“It is significantly reshaping the way that companies structure and dole out compensation and other benefits to employees and other service providers,” explains Mark Saulino, a tax partner in Alschuler Grossman Stein & Kahan LLP’s Transactional Department.
Smart Business spoke with Saulino about why these changes were enacted, how companies should make sure they are in compliance with the new law and the severity of penalties for offenders.
Why were changes made to deferred-compensation laws?
Section 409A was enacted by Congress to prevent perceived abuses by executives and companies in the area of deferred compensation. Deferred-compensation abuses are simply another one in the long list of issues that surfaced as a result of the recent corporate scandals that everyone is all too familiar with. Part of the concern was the perception that there was too much flexibility under prior law to offer benefits to employees and other service providers that had a built-in value today, but were not taxable until a later date.
How should a company determine which plans are subject to the new rules?
Companies really have to be careful about assuming that 409A will not apply to a given situation based on the notion that they’re not doing something that anyone would perceive as ‘abusive.’ 409A is broad in scope and can apply to many arrangements that would fall outside what most people would consider deferred compensation such as stock options, bonus arrangements, severance agreements and expense reimbursement plans.
My advice to companies has been to check for 409A issues whenever the company grants any type of benefit to an employee or another service provider other than straight wages or salary that are payable at the time that the services are provided. Because the rules are so complicated and voluminous, I think it’s the safest approach until companies become familiar enough with the rules to be sure about what they can and cannot do.
If a company has a deferred-compensation plan with grandfathered benefits, should it amend the old plan or adopt a new one?

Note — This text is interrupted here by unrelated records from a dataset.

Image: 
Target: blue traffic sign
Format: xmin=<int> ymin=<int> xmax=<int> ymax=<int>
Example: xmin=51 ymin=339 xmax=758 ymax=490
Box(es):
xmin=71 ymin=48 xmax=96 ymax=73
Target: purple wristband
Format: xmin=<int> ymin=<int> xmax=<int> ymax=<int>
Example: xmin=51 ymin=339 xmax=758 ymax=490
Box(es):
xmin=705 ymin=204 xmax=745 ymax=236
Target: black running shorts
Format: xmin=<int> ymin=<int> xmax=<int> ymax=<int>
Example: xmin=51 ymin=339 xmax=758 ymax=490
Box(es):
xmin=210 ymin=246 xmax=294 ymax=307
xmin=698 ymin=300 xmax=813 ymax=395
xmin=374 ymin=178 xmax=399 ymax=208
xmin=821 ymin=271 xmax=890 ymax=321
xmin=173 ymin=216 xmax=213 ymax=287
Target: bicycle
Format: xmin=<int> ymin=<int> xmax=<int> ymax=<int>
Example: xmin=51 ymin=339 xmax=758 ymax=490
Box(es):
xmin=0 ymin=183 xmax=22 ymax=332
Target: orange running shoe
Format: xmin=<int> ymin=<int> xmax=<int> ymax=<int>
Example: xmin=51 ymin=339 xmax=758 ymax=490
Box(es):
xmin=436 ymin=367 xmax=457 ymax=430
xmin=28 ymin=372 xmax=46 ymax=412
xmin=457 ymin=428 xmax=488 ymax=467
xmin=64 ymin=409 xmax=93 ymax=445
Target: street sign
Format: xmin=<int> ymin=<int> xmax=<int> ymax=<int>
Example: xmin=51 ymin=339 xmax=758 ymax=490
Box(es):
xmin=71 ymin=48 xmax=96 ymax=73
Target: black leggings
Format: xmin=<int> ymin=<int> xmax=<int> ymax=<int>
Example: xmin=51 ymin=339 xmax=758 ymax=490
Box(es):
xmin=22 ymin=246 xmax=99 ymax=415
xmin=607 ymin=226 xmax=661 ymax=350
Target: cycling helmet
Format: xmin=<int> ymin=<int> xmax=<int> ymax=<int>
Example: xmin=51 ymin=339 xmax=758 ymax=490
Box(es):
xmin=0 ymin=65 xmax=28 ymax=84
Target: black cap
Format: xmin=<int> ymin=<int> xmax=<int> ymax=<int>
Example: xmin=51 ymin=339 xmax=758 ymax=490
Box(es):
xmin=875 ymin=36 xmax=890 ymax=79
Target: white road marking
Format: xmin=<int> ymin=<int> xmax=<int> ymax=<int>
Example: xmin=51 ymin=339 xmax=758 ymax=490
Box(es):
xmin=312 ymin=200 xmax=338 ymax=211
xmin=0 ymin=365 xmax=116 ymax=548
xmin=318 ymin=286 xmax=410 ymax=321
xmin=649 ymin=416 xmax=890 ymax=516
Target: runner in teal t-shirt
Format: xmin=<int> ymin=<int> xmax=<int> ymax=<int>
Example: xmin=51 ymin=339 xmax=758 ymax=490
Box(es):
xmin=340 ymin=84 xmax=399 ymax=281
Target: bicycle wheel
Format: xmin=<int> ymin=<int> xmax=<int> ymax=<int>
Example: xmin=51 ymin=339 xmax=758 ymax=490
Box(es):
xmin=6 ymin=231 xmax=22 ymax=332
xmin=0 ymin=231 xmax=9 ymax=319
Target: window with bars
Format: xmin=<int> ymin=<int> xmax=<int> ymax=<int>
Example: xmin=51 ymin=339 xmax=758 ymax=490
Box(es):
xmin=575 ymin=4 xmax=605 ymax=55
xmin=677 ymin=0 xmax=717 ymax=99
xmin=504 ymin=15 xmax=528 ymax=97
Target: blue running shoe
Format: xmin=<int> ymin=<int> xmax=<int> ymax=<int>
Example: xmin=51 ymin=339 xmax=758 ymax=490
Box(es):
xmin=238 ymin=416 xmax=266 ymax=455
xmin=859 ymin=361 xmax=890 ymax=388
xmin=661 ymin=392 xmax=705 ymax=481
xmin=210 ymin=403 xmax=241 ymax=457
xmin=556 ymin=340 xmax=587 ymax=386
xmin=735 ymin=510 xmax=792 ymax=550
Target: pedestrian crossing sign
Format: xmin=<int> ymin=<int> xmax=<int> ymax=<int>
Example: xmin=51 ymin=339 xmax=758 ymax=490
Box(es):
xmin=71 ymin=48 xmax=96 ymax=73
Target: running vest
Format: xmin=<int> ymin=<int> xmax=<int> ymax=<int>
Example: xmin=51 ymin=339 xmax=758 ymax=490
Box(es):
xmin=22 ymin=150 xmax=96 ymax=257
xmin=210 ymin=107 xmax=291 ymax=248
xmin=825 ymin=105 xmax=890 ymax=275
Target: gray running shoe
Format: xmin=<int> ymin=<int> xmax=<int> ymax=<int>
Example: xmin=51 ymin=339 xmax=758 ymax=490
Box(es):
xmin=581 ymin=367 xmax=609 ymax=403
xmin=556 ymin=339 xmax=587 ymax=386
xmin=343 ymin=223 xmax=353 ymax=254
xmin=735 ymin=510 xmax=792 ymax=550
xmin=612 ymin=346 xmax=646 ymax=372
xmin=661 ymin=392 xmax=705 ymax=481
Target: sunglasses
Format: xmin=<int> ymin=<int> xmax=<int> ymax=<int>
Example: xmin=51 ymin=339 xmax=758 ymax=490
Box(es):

There are three requirements that must be met in order for compensation or other benefits to be grandfathered under 409A. Those three requirements are: the arrangement must have been entered into on or before October 3, 2004; the arrangement must not have been materially altered since that date; and the compensation or other benefit under that arrangement must have been earned and vested before January 1, 2005.
Companies that have outstanding arrangements where the benefits are not grandfathered should really consult their tax counsel as to how to best remedy the situation. The ability to terminate a plan that does not comply with 409A generally went by the wayside as of Dec. 31, 2005.
But companies can amend their plans to bring them in compliance with 409A before the end of 2006. Companies should be careful, however, not to take any actions before they consult with their tax counsel because they could create a situation that is more difficult, if not impossible, to fix under the new rules.
Who faces the penalty for noncompliance?
The primary consequences fall on the employee, but employers would really be shortsighted to think that it does not affect them. For one thing, there are reporting and withholding issues for the employer that flow from Section 409A. But those issues really pale in comparison to the concern with avoiding the public relations issues that would flow from saddling one or more critical employees with problems under 409A.
What types of penalties are involved?
The consequences are dire. Service providers face a 20 percent tax on any benefits that do not comply with Section 409A’s requirements for deferred compensation. This is in addition to the regular income taxes that are payable on those benefits. This means that some taxpayers will pay income tax at a rate of more than 60 percent on any benefits that are subject to 409A.
There are also possible interest charges that can be imposed on the benefits. At this point, it is not entirely clear how the additional tax and interest charges will apply in certain contexts they’re still working on that and we’re waiting for guidance but suffice it to say that the consequences are pretty severe.